Now that he is here, he takes me upstairs and leads me through a 1 meter 50 small door into his hidden office. This environment makes me feel a bit strange, but I try not to show it and act as if this was the most normal thing to do. And yes, he changes our money to a decent 3:1 course and welcomes me to come back if I need any help.
Now an hour later I am back in the hotel together with Hudie and we start to make use of our credit on the phone calling our friend in the north. “Why did you not call me earlier? My brother just left Maputo in his car and is on his way north.” How should we know… “Try to get at least to Mocuba as soon as possible. I will keep you up to date about my brother how he is doing over there, crossing the river. Don’t worry, there will be a way to get to the north. But try to visit my wife before you leave, she really would like to meet you.”

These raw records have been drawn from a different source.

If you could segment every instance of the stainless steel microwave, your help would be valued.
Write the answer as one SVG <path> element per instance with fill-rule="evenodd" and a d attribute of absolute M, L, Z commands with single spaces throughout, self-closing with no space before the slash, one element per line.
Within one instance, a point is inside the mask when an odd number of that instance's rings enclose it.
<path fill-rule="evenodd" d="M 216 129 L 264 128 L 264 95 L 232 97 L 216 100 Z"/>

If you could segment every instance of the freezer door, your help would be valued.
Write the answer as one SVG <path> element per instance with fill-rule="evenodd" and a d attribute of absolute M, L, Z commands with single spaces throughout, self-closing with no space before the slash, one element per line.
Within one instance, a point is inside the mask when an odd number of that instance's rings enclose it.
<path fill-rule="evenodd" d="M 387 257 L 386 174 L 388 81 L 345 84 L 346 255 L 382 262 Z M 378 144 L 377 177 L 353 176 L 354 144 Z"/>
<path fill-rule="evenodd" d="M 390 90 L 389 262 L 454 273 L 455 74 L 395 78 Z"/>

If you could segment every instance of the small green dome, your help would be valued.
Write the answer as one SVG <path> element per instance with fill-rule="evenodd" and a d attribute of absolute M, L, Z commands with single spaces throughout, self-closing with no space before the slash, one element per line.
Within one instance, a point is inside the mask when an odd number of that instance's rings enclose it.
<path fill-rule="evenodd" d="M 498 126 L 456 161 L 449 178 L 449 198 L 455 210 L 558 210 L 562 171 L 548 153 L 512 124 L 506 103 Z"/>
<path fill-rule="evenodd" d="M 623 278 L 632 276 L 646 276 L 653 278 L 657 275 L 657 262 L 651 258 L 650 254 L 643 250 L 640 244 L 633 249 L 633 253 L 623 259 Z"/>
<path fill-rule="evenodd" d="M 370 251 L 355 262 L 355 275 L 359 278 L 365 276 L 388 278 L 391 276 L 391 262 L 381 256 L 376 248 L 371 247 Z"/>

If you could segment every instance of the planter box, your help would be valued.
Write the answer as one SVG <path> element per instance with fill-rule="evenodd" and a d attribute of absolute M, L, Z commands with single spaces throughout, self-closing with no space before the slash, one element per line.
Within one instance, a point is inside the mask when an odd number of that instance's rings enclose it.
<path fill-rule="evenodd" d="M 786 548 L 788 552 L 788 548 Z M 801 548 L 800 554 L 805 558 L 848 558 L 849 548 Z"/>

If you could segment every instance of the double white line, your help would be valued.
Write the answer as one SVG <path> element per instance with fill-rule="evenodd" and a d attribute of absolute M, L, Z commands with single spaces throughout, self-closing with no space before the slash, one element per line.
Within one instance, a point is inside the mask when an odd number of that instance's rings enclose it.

This did not really sound like he knew what was going on up there in Zambezia Province. But anyway, we did not come here to stay in Maputo and we will not know really what is going on over there until we get there and form our own impression.
We write a little message to Alfeu, just saying, that we will leave Maputo by tomorrow. Not even five minutes later our phone rings and Latifa, an other sister of Alfeu calls us saying, that her family wants to meet us, and that we should come and stay at her grandmothers house…. We guess their mother told them, that they can not just let us go after we brought the saxophone. But as we are leaving tomorrow, we do not really have time to see them, but Alfeu will at least come around and help us to get the bus ticket.
So now one day later, we first meet with our friend’s wife Wanda close to our hotel and deliver a little present which we brought for our friend, a big bottle of alcohol we bought in the duty free, and our luggage becomes less and less.
In the afternoon Alfeu comes around and drives with us to the “Terminal rodoviario da junta” to by the tickets with us. We walk around for a short while when somebody comes up to us asking: “Where do you want to go?”. “Nampula”, our answer. “There is no buses going straight to Nampula at the moment. Heavy transport can not cross the river at Mocuba, but there is ways to cross, and once you cross, there will be a bus on the other side taking you up to Nampula.”
That sounds straight forward and we go with him to the bus to reserve our seats. Hudie insists on the two front seats, so she will have space to put her foot up. Then we go with the same guy to buy the tickets. Each ticket costs us 2200 Metticais and we will have to be here about 2 o’clock in the night, so we can leave at 4 in the morning.
We agree with Alfeu, that we will see again, once we are back in Maputo and then we take a Xiapa back to the city centre. We have to rest before we will sit in the bus for more than 30 hours to get to the north.